O conceito moderno de diástole ativa começa com Brecher que, por sugestão de Torrent Guasp, foi capaz de demonstrar a existência de aspiração ventricular17 . 18 propuseram que a sístole deveria ser entendida do ponto de vista conceptual e não fenomenológico e que deveria incluir o relaxamento cardíaco com fases de relaxamento isovolumétrico e a fase de enchimento ventricular rápido (fig. 3). De facto, o relaxamento, definido como o processo em que o coração volta à sua configuração pré-contrátil, é um processo activo. O consumo de ATP é empregado principalmente no processo de relaxamento num duplo caminho: o consumo de ATPase pelas cabeças de miosina para separar a miosina da actina e pelos SERCAs para catapultar Ca+ da troponina C para o retículo sarcoplásmico, ambos processos sinalizando o início do relaxamento. Assim, um dos marcos dos últimos anos no mecanismo de contração muscular é o conhecimento de que o processo ativo do consumo máximo de energia é o relaxamento 19,20 . Portanto, o ciclo cardíaco ainda pode ser dividido em sístole e diástole como tradicionalmente feito desde Harvey, mas com o conhecimento de que a primeira parte da diástole está ativa, ou seja, a fase de relaxamento isovolumétrico e a fase de enchimento ou sucção ventricular rápida.

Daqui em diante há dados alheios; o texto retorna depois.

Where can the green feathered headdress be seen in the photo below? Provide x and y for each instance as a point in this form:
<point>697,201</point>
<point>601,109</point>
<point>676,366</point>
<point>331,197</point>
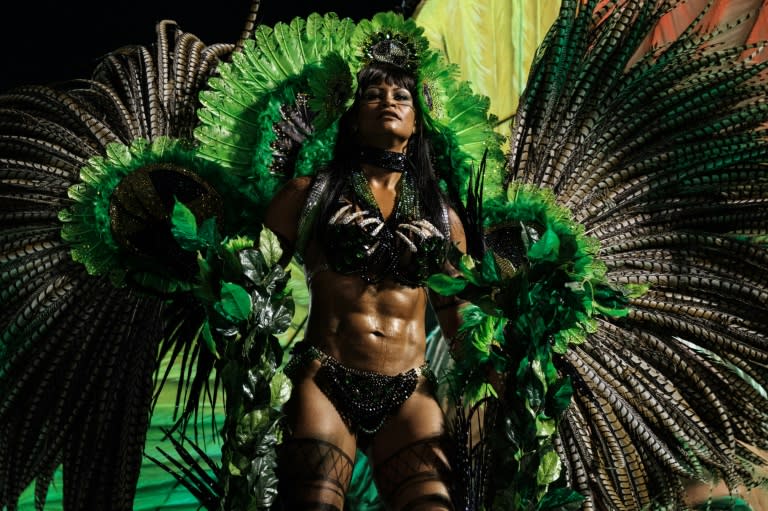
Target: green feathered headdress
<point>272,113</point>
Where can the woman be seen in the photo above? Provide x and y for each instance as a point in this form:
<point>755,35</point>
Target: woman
<point>370,230</point>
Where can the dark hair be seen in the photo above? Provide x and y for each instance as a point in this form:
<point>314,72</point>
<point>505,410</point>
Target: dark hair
<point>346,150</point>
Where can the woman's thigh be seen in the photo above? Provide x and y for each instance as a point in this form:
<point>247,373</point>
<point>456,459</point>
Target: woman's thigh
<point>317,455</point>
<point>409,457</point>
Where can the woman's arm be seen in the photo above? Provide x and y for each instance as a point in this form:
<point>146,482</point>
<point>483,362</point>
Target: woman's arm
<point>448,308</point>
<point>284,212</point>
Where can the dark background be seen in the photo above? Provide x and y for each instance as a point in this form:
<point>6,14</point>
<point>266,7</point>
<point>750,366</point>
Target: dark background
<point>42,42</point>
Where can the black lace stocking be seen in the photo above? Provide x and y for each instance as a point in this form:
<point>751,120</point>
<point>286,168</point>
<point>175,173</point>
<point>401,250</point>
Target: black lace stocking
<point>407,479</point>
<point>314,475</point>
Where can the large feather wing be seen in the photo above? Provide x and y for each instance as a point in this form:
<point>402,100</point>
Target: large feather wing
<point>77,354</point>
<point>662,158</point>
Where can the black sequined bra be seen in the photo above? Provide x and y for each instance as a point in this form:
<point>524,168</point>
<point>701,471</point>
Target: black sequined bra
<point>404,248</point>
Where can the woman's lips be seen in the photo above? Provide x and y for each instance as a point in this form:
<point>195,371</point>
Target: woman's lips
<point>392,115</point>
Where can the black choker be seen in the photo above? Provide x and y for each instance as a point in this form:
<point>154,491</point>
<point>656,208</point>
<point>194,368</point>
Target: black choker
<point>389,160</point>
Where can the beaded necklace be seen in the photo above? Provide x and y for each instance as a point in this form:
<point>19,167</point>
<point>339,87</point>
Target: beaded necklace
<point>389,160</point>
<point>406,201</point>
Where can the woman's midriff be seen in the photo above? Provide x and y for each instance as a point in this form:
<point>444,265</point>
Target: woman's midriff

Muitas forças estão envolvidas no mecanismo de sucção, algumas das quais devem ser muito fortes para explicar o caso de Roberts et al 21 , no qual um ferimento de bala no ventrículo direito causou uma sucção tão violenta que invadiu o apêndice atrial esquerdo para dentro do ventrículo esquerdo. O recuo elástico passivo da hélice ventricular à medida que relaxa pode ser fundamental, embora o efeito “manga de fornecimento de sangue” das artérias coronárias à medida que preenchem a diástole e a lei de Laplace à medida que a parede ventricular afina na diástole e o aumento do raio também possa desempenhar um papel. Recentemente, Torrent Guasp sugeriu que o coração funciona como um pistão em que a ejeção é feita pela telescopagem da alça basal sobre a alça apexiana (descida do pistão pelo cilindro) e a sucção seria o alongamento-ampliação dos ventrículos pelo endireitamento do septo arrastando a alça basal (subida do pistão) 2 .

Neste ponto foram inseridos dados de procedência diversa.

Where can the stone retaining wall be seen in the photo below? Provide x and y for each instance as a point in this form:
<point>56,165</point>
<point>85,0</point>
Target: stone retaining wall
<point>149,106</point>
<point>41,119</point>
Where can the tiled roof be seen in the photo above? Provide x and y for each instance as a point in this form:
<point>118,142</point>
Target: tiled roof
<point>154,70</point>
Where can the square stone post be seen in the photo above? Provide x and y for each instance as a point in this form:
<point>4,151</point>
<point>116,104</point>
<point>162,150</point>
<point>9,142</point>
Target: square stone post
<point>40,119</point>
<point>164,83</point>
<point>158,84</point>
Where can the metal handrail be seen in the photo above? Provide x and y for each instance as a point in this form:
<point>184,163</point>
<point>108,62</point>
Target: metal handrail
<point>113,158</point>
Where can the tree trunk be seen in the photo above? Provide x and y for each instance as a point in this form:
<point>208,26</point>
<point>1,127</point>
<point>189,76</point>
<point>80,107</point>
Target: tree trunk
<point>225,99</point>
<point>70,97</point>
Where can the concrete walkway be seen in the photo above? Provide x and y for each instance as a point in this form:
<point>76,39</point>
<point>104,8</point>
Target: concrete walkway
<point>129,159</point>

Mas isso ocorre no ventrículo esquerdo. Por que não há relaxamento isovolumétrico no ventrículo direito e, portanto, não há sucção? Claramente, se houver contração no ventrículo direito deve haver relaxamento e se houver ejeção deve haver enchimento. Uma possibilidade é que as curvas de pressão volumétrica do ventrículo direito em forma triangular estejam registrando dois eventos distintos e simultâneos: contração do infundíbulo e preenchimento da porção de entrada muito maior. Há pelo menos dois documentos que apoiam esta visão. 21 de março sugeriram que o ventrículo direito consiste de duas câmaras independentes e Pouleur et al. 22 confirmaram que a ejeção do ventrículo direito continua quando a parede livre está relaxando, o que Shaver et al já haviam defendido do ponto de vista da auscultação e designado como “estrangulamento” para explicar o atraso do componente pulmonar do segundo tom.

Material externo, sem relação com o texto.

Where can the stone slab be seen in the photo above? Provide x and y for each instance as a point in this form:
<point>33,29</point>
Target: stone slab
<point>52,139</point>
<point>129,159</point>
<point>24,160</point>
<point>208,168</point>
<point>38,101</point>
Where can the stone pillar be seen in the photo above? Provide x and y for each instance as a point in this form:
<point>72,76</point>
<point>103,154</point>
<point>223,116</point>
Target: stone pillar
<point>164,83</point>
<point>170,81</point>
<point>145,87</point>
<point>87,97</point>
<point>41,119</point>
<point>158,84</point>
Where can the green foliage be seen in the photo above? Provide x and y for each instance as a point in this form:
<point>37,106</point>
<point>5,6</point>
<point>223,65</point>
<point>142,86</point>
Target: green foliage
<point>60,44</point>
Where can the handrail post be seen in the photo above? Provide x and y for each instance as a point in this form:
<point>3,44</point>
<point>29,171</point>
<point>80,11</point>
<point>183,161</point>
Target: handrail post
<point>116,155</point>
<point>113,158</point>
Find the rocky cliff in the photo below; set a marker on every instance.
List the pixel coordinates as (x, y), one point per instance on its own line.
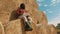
(11, 25)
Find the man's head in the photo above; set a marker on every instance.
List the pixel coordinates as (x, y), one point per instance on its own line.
(22, 6)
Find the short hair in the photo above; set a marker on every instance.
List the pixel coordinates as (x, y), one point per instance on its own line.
(22, 6)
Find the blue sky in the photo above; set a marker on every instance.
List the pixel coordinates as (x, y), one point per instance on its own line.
(52, 10)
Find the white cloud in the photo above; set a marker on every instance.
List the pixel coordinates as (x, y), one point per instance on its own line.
(56, 20)
(39, 0)
(53, 2)
(45, 5)
(58, 1)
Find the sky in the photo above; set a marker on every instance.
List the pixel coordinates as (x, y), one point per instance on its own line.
(52, 10)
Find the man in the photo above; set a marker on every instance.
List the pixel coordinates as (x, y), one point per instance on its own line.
(23, 14)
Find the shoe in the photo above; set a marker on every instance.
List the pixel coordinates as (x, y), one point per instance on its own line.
(28, 29)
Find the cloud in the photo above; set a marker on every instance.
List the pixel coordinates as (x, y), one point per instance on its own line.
(39, 0)
(56, 20)
(58, 1)
(49, 11)
(39, 4)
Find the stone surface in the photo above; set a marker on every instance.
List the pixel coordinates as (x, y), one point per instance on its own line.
(13, 25)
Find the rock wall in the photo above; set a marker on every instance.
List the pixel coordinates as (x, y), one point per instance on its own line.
(12, 25)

A outra possibilidade seria que a baixa impedância da árvore pulmonar não requer uma fase de sucção e o coração direito se preenche por simples queda de pressão atrioventricular. A favor desta visão mais simples seria que, se não houver fase de relaxamento isovolumétrico, também não há necessidade de uma fase de contração isovolumétrica, também ausente nas curvas de volume-pressão de Grignola et al e, em vez disso, surgindo na hipertensão pulmonar onde as curvas de volume-pressão se tornam semelhantes às da esquerda.

É a alta pós-carga que requer uma fase de contração isovolumétrica e relaxamento isovolumétrico para causar sucção?

Em qualquer caso, as diferenças entre a forma triangular das curvas de volume-pressão do ventrículo direito e as curvas quadráticas de volume-pressão do ventrículo esquerdo são um fato fascinante e objetivo, cuja interpretação hemodinâmica necessita de maior reflexão e estudo.